Reputation: 121
I'm trying to do implement paging using Akka Streams. Currently I have
case class SomeObject(id:Long, next_page:Option[Map[String,String]])
def chainRequests(uri: Uri): Future[Option[(Uri, T)]] = {
if (uri.isEmpty) return Future.successful(None)
val response: Future[Response[T]] = sendWithRetry(prepareRequest(HttpMethods.GET, uri)).flatMap(unmarshal)
response.map { resp =>
resp.next_page match {
case Some(next_page) => Some(next_page("uri"), resp.data)
case _ => Some(Uri.Empty, resp.data)
}
}
}
Source.single(SomeObject).map(Uri(s"object/${_.id}")).map(uri => Source.unfoldAsync(url)(chainRequest)).map(...some processing goes here)
The problem is that if I do source.take(1000) and paging has a lot of elements(pages) than downstream does not gets new elements until Source.unfoldAsync finishes.
I was trying to use cycles in Flows like
val in = builder.add(Flow[Uri])
val out = builder.add[Flow[T]]
val partition = b.add(Partition[Response[T]](2,r => r.next_page match {case Some(_)=>1; case None => 0}))
val merge = b.add(Merge[Response[T]],2)
in ~> mergeUri ~> sendRequest ~> partition
mergeUri.preferred <~ extractNextUri <~ partition.out(1)

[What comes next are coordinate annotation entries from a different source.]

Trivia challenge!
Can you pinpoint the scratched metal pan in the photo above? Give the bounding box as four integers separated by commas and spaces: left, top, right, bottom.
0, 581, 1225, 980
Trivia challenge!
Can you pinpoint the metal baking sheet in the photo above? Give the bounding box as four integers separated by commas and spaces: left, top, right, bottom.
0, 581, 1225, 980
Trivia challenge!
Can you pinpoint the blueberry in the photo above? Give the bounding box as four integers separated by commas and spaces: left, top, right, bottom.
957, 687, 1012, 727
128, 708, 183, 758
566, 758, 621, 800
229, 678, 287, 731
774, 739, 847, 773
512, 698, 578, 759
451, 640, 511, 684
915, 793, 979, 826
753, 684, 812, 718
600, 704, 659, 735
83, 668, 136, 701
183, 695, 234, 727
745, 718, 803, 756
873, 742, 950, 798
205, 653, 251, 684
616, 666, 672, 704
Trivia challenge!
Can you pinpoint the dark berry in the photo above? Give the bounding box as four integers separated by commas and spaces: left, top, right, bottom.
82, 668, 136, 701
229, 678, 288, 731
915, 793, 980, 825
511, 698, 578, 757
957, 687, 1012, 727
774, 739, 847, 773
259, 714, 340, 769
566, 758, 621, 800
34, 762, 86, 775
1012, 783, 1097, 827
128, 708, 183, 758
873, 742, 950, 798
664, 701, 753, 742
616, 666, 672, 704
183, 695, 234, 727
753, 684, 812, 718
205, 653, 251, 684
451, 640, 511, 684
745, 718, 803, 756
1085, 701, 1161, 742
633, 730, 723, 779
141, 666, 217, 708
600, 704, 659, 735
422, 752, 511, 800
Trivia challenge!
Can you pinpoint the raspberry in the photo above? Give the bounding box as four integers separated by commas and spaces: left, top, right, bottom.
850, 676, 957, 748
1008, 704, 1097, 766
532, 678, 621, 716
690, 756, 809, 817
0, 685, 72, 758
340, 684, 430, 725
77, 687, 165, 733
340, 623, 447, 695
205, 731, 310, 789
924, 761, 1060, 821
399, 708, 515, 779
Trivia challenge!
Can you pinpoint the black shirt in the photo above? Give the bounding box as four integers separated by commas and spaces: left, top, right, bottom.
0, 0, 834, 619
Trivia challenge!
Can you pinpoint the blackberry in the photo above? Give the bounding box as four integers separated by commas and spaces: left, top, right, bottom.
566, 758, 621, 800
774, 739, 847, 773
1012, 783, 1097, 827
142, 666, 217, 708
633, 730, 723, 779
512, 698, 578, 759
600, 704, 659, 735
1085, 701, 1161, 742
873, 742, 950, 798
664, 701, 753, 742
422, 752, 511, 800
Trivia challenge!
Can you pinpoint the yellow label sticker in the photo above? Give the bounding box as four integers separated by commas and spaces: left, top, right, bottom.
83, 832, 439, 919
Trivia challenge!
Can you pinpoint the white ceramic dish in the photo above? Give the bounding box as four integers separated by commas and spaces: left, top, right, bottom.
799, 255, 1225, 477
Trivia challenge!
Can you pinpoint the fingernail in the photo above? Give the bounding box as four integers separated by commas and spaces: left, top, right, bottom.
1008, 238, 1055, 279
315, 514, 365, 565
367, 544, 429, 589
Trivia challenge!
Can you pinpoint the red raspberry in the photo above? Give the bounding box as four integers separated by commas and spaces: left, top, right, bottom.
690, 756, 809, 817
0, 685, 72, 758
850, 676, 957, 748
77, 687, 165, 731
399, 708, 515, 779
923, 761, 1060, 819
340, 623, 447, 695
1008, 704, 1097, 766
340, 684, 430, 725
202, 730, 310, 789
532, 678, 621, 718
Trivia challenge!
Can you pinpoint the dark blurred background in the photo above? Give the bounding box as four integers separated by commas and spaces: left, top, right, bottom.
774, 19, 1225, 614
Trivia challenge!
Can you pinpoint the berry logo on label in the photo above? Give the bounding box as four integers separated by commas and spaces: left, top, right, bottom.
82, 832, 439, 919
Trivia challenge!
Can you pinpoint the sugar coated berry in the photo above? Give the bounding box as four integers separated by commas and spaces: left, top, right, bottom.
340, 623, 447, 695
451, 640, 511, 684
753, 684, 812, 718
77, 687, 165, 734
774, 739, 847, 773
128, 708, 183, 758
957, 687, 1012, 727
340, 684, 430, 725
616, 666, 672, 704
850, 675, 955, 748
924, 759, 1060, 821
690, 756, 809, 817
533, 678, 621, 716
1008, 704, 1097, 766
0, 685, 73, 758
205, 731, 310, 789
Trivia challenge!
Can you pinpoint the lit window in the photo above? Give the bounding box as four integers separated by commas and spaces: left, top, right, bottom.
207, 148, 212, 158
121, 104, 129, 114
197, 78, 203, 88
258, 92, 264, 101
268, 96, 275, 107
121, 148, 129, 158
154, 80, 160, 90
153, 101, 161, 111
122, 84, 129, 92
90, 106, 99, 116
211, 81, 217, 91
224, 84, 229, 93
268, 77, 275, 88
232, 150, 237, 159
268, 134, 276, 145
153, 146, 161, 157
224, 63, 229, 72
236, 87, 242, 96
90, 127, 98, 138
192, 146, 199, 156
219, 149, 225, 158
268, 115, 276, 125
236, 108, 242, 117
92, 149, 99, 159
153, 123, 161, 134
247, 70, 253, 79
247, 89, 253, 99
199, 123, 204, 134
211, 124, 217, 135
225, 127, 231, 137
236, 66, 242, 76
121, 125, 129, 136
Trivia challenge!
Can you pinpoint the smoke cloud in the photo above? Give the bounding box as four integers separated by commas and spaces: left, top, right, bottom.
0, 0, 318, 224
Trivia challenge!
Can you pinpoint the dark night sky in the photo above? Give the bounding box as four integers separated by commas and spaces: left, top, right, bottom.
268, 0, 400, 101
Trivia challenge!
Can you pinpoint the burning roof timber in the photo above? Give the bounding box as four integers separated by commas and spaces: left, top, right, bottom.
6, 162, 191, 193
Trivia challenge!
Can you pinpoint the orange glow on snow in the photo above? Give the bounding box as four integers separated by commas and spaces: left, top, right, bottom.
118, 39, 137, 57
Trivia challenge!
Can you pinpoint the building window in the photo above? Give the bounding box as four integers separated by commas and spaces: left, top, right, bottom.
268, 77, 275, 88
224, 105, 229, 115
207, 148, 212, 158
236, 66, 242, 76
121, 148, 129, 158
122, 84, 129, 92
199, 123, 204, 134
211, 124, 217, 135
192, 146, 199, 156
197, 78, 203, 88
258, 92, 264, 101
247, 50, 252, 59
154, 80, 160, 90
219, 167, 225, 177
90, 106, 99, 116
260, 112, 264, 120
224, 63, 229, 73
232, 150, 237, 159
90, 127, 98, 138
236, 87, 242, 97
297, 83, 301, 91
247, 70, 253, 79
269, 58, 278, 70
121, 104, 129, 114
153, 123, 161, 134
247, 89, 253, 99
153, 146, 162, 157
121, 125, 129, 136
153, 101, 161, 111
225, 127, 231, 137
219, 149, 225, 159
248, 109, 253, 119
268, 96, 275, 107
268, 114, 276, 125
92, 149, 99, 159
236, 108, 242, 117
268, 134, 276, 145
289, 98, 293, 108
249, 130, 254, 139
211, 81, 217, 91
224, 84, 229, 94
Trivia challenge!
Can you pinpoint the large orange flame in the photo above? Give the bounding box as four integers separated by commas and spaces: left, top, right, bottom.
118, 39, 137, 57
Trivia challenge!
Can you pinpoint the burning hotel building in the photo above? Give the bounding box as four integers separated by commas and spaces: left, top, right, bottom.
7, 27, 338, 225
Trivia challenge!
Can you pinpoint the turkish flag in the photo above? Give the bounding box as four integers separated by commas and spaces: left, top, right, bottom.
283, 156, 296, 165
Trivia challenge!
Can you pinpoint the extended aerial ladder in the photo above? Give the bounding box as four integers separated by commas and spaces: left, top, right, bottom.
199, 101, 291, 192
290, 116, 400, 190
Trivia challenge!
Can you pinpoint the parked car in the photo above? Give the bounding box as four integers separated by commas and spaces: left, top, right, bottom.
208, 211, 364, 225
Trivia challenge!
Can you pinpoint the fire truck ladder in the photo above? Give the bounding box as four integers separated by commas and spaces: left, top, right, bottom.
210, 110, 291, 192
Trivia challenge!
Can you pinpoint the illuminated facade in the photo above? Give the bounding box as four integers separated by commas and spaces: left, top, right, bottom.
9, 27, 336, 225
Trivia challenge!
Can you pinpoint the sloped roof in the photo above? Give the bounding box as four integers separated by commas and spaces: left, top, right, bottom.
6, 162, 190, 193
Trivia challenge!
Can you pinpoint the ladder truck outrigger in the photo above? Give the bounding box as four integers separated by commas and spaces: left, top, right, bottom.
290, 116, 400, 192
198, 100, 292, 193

partition.out(0) ~> Flow[Response[T]].map(_.data) ~> out
FlowShape(in.in, out.out)
But above code does not work.
I'm stuck with creating my own GraphStage. UnfoldAsync takes first element, but with Flow solution I don't have "first" element. Any suggestions?
Thanks
Upvotes: 1
Views: 416
Reputation: 3378
The Source.unfoldAsync
is what you are looking for.
I've prepared a simple project that traverse all pages of REST API and accumulates results from all pages, returning Future with Seq.
The complete source code and project that you can run can be found over on GitHub
class CatsHttpClientImpl(implicit system: ActorSystem[_], ec: ExecutionContext) extends CatsHttpClient {
private val logger: Logger = LoggerFactory.getLogger(classOf[CatsHttpClientImpl])
private val start: Option[String] = Some("https://catfact.ninja/breeds")
override def getAllBreads: Future[Seq[Cat]] = {
Source
.unfoldAsync(start) {
case Some(next) =>
val nextChunkFuture: Future[CatsResponse] = sendRequest(next)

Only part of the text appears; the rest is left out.